Sometimes the word “strange” gets stretched so far it no longer seems to fit.

Which is clearly the case here.

Some people have compared Violet City to Sin City, but that really doesn’t convey quite the right idea.  Yes, both use strong black and white imagery with bursts of color, and heavily stylized backgrounds that aren’t really meant to be quite real.  But a closer analogy would be Guy Maddin’s oddball, silent-movie inspired stylistics.

We even get title cards and silent sequences throughout, even if the director,  John Maxwell, also uses plenty of dialogue as well.

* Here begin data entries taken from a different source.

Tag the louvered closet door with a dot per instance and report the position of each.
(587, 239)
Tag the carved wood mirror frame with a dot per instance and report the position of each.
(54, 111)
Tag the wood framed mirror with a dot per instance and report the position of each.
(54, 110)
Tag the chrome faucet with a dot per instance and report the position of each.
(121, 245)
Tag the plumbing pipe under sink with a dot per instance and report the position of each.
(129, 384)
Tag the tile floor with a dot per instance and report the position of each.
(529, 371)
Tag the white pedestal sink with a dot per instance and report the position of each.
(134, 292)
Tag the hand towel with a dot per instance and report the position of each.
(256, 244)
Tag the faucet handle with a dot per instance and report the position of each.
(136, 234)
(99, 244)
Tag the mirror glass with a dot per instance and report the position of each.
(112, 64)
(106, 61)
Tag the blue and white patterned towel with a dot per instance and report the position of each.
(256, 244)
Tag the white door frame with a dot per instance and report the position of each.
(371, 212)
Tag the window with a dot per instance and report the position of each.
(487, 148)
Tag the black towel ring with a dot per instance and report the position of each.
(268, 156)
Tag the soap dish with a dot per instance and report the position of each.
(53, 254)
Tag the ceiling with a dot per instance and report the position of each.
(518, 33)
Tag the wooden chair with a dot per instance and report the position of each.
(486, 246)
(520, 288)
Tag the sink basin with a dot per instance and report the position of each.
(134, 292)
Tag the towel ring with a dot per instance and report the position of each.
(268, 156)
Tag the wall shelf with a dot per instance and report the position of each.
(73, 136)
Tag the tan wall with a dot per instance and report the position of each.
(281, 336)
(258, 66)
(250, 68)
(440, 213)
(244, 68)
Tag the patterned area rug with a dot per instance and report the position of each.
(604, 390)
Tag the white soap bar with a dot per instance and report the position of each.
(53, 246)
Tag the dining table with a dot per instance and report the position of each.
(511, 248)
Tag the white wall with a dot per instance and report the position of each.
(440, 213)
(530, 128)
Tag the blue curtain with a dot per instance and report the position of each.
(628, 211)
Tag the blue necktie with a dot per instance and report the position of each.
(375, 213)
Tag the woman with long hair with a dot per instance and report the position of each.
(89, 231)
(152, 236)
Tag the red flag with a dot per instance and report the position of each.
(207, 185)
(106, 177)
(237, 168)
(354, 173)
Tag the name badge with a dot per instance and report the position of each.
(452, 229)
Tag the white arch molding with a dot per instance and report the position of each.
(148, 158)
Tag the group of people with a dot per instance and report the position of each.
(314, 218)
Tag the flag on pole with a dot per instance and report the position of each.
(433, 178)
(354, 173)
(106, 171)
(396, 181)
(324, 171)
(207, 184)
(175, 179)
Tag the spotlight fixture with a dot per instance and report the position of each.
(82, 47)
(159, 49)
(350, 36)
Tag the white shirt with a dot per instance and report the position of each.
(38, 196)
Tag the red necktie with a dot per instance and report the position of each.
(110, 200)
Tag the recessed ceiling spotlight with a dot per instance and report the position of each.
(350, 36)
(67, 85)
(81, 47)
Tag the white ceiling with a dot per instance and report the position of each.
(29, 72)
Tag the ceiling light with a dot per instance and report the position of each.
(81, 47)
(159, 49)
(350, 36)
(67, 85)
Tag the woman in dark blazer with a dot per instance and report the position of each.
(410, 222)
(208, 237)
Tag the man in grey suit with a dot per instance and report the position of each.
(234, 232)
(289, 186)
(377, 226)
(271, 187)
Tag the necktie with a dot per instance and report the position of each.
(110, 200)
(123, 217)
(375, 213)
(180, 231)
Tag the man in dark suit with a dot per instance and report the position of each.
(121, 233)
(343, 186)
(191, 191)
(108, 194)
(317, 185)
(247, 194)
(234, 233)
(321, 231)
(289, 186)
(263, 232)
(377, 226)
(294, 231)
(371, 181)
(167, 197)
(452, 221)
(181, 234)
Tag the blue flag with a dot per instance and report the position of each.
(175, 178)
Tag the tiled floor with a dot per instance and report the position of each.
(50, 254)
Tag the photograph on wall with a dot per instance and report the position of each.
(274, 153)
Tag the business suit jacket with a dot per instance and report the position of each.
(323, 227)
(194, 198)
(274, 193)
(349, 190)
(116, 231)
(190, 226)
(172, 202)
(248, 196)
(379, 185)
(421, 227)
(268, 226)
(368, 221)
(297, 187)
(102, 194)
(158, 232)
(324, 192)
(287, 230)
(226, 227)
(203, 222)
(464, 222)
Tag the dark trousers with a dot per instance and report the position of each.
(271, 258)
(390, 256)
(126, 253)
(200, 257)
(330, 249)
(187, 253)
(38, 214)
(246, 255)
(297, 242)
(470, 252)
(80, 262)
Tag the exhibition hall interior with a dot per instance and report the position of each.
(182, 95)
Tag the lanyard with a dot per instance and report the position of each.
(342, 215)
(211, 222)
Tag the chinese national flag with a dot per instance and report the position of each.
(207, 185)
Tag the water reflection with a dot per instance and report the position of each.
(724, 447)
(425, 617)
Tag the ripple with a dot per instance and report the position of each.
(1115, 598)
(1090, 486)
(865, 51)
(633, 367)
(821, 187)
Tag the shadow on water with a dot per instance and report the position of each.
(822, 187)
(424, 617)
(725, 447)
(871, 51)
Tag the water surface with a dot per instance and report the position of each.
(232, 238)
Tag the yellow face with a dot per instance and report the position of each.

The settings seem an odd nightmarish amalgam of styles and places (supposedly colaged from cities all over the world), and the world it portrays is clearly nightmarish as well:  its decadent rulers live for pleasure and political scheming thanks to the devil’s bargain they’ve made with the sinister Empusa.  There are gardens full of carnivorous plants, unpleasant ways to dispatch your enemies, a sinister, nihilistic cult, and violent street gangs.  Lots and lots of violence.

They called it a “steampunk gothic fantasy” which does seem to cover most of the bases.   We have primitive lighter-than-air ships, talk of curses and “demons” (who in fact turn out to be something far different than we imagined).

It’s all tied together (somewhat loosely) with a decidedly Lovecraftian notion of an invasion from another dimension and genetic engineering.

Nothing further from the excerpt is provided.